Schulden erben - die wichtigsten Informationen

Schulden erben und vererben – FAQ

Stirbt ein nahestehender Mensch, kommt zur emotionalen Belastung oft noch die Schwierigkeit der Nachlassverwaltung hinzu. In manchen Fällen vererbt der Verstorbene kein Vermögen, sondern Schulden.

Wie sollten Sie reagieren, wenn Sie Schulden erben? Hier finden Sie Antworten auf die häufigsten Fragen.

Kann man Schulden erben?

Hinterlässt ein Verstorbener finanzielle Verbindlichkeiten, müssen die Erben dafür aufkommen – sofern sie die Erbschaft annehmen. Reicht der Nachlass des Verstorbenen nicht aus, um die Schulden zu decken, haften Erben mit ihrem Privatvermögen.
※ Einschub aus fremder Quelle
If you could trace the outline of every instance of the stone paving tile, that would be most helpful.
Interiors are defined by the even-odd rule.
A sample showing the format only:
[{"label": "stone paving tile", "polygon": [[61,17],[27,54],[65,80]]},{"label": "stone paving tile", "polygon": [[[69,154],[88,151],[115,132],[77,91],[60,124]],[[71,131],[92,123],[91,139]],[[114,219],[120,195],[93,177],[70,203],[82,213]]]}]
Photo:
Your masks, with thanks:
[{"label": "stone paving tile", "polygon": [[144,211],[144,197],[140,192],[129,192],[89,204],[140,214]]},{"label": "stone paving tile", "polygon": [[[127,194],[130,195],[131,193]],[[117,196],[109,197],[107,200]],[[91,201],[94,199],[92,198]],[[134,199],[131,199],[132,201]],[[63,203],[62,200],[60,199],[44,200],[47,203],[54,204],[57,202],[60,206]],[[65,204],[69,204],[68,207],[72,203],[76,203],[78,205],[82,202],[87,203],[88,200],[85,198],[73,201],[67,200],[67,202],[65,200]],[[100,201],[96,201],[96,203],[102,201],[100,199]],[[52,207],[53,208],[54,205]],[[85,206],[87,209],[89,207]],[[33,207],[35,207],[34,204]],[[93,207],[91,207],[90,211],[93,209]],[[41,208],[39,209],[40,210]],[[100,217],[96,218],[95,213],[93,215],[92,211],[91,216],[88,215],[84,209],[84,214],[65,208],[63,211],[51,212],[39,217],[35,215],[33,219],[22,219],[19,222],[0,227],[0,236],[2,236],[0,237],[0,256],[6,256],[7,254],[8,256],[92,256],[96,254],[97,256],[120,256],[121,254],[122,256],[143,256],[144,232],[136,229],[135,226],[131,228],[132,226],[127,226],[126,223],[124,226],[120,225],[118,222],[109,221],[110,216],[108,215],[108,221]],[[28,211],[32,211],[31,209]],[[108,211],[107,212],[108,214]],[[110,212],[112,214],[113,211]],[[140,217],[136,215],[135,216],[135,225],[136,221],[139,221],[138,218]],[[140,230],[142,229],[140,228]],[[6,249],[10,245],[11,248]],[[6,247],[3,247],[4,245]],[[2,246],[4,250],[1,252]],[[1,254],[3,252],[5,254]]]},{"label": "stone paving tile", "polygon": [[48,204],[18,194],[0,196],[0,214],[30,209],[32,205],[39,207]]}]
Ist der Nachlass verschuldet, besteht die Möglichkeit, das Erbe auszuschlagen. Dabei gilt das „alles oder nichts“-Prinzip: Wer das Erbe ausschlägt, verzichtet sowohl auf die Schulden als auch auf den gesetzlichen Pflichtteil.

Wie lautet die gesetzliche Erbfolge ohne Testament?

Hat ein Verstorbener kein Testament oder eine letztwillige Verfügung aufgesetzt, gilt die gesetzliche Erbfolge nach Bürgerlichem Gesetzbuch (§ 1924 BGB bis § 1927 BGB):

  • Erben erster Ordnung sind Kinder und Enkelkinder des Erblassers.
  • Erben zweiter Ordnung sind Eltern, Geschwister, Nichten und Neffen des Erblassers.
  • Erben der dritten Ordnung sind Großeltern, Tanten, Onkel, Cousinen und Cousins des Erblassers.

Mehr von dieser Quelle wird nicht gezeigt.